SoftVQ-VAE: Efficient 1-Dimensional Continuous Tokenizer
Hao Chen, Ze Wang, Xiang Li, Ximeng Sun, Fangyi Chen, Jiang Liu,, Jindong Wang, Bhiksha Raj, Zicheng Liu, Emad Barsoum

TL;DR
SoftVQ-VAE introduces a continuous image tokenizer that enhances representation capacity and significantly accelerates image generation, achieving high-quality results with fewer tokens and improved efficiency in generative models.
Contribution
It presents SoftVQ-VAE, a novel continuous tokenizer leveraging soft categorical posteriors, enabling efficient, high-capacity image representation and faster generation in Transformer-based models.
Findings
Achieves up to 18x faster inference for 256x256 images.
Reduces training iterations by 2.3x while maintaining quality.

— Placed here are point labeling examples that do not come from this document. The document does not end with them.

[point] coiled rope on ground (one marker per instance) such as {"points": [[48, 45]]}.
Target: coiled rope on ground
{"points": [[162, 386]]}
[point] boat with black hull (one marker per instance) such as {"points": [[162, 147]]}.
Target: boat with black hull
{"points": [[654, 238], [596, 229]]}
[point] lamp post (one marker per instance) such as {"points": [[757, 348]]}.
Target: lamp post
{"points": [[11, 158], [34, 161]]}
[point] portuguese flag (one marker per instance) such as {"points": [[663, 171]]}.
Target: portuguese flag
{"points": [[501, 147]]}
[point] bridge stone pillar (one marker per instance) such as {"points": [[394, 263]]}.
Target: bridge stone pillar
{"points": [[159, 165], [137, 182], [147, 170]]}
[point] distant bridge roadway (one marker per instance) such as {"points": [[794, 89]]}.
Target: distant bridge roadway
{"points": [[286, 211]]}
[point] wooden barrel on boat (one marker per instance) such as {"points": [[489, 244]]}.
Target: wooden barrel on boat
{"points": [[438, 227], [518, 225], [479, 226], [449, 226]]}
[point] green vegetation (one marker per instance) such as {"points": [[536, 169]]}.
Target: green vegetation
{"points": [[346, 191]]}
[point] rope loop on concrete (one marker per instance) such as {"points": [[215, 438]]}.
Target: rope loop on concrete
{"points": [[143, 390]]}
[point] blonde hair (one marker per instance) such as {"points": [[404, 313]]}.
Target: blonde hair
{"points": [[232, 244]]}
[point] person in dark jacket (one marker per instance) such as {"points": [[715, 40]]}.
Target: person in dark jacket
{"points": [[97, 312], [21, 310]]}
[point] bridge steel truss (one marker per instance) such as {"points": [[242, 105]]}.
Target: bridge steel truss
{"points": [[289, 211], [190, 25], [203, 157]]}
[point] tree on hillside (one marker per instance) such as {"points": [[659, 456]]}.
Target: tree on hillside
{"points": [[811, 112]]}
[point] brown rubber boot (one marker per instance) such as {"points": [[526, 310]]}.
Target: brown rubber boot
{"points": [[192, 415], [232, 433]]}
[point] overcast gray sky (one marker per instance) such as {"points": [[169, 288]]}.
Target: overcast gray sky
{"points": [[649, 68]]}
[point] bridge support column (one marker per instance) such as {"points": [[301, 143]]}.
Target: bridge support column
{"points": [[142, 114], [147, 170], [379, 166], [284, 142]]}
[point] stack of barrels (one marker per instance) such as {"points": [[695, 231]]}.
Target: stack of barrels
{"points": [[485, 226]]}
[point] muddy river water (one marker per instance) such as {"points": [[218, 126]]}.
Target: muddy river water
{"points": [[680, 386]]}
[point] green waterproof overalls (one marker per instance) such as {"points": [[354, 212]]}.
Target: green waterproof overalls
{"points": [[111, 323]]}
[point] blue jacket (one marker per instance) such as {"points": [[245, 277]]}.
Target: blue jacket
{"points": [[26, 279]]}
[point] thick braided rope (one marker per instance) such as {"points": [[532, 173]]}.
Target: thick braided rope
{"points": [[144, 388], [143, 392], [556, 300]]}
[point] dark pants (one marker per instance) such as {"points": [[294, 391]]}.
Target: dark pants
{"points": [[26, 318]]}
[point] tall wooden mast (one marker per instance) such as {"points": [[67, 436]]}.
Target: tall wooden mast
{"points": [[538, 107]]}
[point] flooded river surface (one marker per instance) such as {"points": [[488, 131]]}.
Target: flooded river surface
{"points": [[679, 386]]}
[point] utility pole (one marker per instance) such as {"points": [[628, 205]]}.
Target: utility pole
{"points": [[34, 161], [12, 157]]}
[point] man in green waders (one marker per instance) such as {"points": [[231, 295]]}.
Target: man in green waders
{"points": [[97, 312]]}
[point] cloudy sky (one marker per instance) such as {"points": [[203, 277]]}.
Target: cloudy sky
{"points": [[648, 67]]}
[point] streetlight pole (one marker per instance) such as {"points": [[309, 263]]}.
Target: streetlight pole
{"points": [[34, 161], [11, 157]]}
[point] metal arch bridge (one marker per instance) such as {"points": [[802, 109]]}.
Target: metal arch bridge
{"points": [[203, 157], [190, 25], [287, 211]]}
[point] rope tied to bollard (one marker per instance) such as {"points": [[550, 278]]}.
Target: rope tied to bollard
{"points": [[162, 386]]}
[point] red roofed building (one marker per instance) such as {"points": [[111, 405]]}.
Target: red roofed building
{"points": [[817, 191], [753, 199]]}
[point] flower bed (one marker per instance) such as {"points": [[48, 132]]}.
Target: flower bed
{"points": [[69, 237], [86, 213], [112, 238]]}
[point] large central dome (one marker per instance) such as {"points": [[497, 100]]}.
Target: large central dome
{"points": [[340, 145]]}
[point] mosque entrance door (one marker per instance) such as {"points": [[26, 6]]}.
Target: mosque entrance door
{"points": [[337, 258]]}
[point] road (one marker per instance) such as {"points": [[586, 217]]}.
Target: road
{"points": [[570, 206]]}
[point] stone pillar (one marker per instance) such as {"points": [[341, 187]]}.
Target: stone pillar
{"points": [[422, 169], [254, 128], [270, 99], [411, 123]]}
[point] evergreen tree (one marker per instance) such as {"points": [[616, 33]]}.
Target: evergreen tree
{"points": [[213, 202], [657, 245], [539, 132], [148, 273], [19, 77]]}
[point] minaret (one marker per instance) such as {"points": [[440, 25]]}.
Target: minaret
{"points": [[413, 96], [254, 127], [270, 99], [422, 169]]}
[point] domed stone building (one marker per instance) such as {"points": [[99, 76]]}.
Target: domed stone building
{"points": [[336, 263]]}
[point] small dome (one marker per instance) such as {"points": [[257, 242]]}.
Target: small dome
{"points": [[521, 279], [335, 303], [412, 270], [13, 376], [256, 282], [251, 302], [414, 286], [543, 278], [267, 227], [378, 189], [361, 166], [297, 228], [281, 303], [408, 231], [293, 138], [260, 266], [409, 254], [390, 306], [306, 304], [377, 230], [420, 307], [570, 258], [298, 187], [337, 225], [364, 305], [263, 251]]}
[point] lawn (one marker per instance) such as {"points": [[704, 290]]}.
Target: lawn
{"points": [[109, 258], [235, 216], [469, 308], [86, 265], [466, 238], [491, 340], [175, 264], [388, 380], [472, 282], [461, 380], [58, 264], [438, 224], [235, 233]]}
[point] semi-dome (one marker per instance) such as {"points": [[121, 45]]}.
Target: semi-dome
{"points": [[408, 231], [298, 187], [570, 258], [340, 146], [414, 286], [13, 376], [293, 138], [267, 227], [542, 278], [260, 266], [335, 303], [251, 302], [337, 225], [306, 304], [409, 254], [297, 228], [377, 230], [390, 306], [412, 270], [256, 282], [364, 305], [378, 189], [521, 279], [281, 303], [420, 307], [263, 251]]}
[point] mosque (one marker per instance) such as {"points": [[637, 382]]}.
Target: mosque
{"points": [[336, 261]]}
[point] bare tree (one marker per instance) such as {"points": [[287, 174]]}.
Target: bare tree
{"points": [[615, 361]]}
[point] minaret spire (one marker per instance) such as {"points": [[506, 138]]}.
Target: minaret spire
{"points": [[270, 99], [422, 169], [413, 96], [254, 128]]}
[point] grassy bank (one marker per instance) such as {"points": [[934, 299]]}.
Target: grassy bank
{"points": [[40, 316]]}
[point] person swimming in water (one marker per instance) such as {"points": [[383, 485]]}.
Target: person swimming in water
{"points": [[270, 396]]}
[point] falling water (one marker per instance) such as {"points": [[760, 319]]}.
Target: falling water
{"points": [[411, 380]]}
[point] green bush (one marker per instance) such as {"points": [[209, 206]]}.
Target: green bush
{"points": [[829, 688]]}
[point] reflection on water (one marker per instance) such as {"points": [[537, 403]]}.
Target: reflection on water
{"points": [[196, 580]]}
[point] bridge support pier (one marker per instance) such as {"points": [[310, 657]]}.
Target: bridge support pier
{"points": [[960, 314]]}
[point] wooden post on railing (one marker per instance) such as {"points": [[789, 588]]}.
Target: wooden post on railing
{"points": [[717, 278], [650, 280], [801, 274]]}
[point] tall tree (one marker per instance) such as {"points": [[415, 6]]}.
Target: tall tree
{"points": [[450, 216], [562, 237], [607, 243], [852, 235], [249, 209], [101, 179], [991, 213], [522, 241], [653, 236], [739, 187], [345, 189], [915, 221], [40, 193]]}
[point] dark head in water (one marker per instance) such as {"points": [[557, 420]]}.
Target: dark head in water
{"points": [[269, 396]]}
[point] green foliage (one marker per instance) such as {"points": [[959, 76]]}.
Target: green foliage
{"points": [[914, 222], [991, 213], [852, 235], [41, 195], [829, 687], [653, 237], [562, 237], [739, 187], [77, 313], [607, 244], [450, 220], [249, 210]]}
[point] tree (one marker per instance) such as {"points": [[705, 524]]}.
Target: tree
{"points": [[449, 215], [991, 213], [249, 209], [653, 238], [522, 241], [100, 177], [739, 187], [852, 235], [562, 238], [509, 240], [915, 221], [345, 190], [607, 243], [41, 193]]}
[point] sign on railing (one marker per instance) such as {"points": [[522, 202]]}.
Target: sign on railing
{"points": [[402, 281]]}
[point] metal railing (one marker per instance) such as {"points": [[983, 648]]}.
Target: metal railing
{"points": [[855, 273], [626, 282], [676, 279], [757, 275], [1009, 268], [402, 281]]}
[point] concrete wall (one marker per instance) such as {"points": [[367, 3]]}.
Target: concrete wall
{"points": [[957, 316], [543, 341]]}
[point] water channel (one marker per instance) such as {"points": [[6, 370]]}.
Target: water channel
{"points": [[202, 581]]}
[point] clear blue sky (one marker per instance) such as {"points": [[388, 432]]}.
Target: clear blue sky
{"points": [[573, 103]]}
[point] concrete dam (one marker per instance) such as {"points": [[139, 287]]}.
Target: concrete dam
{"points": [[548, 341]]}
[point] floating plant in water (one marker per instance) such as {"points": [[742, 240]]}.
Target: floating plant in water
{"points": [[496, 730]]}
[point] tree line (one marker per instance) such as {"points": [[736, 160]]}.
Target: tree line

Maintains competitive FID scores with fewer tokens.
Abstract
Efficient image tokenization with high compression ratios remains a critical challenge for training generative models. We present SoftVQ-VAE, a continuous image tokenizer that leverages soft categorical posteriors to aggregate multiple codewords into each latent token, substantially increasing the representation capacity of the latent space. When applied to Transformer-based architectures, our approach compresses 256x256 and 512x512 images using as few as 32 or 64 1-dimensional tokens. Not only does SoftVQ-VAE show consistent and high-quality reconstruction, more importantly, it also achieves state-of-the-art and significantly faster image generation results across different denoising-based generative models. Remarkably, SoftVQ-VAE improves inference throughput by up to 18x for generating 256x256 images and 55x for 512x512 images while achieving competitive FID scores of 1.78 and 2.21…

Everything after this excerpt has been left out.